Introduction:

Susac syndrome (SS) is a rare autoimmune microangiopathy that manifests with encephalopathy, ocular vasculitis, and hearing impairment. Early detection is key to preventing irreversible sequelae.

Case report:

A 28-year-old woman with no prior medical history presented with a 3-week history of tinnitus associated with bilateral hearing loss, throbbing headache, nausea, vomiting, and photophobia. Ten days prior, she also experienced decreased visual acuity (VA). Ophthalmological examination revealed 360° occlusive vasculitis, macular edema, peripapillary hemorrhages, and papilledema. Audiometry was normal, with tinnitus classified as grade V. Cerebrospinal fluid analysis and immunological/serological studies were normal. Brain and spinal cord MRI with contrast showed no abnormalities.
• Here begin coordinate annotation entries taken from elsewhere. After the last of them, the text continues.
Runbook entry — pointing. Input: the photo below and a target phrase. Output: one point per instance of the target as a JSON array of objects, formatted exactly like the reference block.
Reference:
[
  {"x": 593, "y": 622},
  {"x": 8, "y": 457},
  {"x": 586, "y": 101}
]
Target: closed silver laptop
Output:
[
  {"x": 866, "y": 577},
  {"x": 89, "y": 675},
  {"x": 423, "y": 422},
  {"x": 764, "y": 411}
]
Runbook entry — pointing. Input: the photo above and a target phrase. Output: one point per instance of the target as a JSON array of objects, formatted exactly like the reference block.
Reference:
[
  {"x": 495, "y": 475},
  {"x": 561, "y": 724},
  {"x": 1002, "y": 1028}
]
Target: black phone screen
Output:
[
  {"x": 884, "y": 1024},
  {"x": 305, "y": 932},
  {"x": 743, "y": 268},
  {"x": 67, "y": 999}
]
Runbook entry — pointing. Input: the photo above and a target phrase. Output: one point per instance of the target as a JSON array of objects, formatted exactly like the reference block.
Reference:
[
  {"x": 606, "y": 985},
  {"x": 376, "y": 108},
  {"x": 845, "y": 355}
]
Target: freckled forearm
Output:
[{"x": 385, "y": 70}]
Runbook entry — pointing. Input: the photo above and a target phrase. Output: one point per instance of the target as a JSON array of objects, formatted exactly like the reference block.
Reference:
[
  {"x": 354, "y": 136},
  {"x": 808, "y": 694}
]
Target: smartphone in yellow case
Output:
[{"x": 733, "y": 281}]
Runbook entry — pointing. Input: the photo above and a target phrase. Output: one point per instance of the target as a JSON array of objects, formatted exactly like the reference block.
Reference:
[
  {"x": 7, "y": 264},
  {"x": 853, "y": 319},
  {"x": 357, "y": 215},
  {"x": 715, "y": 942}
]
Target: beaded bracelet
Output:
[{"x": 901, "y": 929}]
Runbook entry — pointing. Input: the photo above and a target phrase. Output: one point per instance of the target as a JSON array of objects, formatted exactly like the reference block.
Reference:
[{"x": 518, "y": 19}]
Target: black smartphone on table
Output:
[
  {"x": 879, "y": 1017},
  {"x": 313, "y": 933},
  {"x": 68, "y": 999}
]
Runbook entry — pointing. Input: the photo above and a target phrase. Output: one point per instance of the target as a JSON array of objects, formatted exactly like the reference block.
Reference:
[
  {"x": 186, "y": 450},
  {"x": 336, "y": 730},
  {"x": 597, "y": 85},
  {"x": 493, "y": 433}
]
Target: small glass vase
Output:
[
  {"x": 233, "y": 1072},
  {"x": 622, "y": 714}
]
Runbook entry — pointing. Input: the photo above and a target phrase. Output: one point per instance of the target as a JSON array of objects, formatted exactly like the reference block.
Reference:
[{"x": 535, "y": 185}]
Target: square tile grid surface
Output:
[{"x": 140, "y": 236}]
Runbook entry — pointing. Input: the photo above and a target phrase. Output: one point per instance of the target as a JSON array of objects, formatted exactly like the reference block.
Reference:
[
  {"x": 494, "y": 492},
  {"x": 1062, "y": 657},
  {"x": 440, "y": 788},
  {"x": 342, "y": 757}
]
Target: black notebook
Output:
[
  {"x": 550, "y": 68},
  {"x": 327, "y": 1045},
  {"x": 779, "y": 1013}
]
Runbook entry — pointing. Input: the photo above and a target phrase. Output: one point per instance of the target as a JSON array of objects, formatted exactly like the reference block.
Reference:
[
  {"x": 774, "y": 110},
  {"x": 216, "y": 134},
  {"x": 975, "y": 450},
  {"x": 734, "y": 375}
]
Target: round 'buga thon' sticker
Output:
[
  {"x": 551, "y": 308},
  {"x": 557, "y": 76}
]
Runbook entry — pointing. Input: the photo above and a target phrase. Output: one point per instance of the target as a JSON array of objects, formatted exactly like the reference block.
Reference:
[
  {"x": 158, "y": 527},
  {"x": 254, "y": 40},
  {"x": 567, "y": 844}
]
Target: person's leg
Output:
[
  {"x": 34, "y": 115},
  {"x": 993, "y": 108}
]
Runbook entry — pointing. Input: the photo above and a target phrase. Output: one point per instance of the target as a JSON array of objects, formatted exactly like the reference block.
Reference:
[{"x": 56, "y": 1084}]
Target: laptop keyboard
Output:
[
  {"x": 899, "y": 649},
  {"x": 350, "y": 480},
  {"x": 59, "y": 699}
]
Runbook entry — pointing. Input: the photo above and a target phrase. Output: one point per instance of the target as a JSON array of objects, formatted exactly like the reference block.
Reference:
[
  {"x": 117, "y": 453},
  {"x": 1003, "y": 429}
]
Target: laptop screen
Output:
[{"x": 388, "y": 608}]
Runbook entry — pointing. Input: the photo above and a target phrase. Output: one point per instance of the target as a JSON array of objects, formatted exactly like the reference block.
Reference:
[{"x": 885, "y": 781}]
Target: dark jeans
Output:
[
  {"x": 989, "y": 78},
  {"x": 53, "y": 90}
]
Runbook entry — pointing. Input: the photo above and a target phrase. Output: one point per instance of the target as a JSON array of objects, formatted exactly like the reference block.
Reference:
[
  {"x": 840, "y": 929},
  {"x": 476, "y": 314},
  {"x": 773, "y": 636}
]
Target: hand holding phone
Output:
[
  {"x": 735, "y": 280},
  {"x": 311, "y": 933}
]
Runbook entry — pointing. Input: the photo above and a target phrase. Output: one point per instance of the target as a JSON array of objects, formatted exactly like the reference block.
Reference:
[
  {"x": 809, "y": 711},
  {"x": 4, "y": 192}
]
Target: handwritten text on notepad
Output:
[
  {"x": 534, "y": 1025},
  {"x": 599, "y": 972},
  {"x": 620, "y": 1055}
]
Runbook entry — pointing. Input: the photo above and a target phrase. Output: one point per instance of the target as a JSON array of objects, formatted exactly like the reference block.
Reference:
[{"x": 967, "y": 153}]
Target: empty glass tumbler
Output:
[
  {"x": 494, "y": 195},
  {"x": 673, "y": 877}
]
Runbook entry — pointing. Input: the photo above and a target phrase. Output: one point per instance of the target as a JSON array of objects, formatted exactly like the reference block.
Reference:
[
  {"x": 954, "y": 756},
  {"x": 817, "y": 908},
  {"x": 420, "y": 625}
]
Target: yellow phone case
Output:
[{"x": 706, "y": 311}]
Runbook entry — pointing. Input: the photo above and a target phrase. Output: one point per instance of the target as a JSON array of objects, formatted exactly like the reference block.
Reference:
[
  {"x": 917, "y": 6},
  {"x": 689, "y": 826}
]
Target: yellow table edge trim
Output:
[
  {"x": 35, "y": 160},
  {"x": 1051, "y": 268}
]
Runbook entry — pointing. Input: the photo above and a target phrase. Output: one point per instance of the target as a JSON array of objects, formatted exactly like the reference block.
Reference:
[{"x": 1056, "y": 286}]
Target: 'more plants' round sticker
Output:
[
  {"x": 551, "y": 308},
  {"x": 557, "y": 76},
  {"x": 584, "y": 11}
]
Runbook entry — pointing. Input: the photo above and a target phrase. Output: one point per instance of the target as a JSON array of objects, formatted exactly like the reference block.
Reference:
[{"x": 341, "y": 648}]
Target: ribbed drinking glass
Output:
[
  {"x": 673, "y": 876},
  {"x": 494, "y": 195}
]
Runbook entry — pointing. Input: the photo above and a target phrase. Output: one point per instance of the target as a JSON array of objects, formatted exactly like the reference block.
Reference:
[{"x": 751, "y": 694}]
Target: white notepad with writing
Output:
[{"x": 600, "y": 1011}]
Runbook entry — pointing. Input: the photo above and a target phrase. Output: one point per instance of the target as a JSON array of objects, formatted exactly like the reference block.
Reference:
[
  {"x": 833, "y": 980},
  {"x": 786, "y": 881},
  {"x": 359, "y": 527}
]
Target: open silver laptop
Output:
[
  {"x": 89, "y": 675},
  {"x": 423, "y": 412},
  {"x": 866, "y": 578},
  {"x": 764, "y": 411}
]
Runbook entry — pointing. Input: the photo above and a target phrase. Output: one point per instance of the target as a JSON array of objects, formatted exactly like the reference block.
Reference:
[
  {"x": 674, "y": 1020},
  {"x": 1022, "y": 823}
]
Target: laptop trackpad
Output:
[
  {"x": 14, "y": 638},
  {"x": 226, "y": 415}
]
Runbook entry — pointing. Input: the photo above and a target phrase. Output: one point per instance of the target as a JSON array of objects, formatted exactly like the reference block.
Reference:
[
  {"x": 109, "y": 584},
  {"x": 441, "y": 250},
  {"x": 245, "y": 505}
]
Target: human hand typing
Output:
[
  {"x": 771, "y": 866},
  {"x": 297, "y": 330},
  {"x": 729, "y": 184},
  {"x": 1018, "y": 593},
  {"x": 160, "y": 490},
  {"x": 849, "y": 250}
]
She received intravenous methylprednisolone and intravenous cyclophosphamide. Subsequently, while on maintenance therapy with azathioprine, the patient experienced a relapse of the ocular and auditory symptoms. She showed improvement with corticosteroids, rituximab, and mycophenolate.

Conclusion:

Susac syndrome should be included in the differential diagnosis of young women presenting with unusual neurological, visual, and auditory symptoms. Early identification and timely initiation of intensive immunosuppressive therapy are essential to optimize the prognosis and prevent permanent sequelae.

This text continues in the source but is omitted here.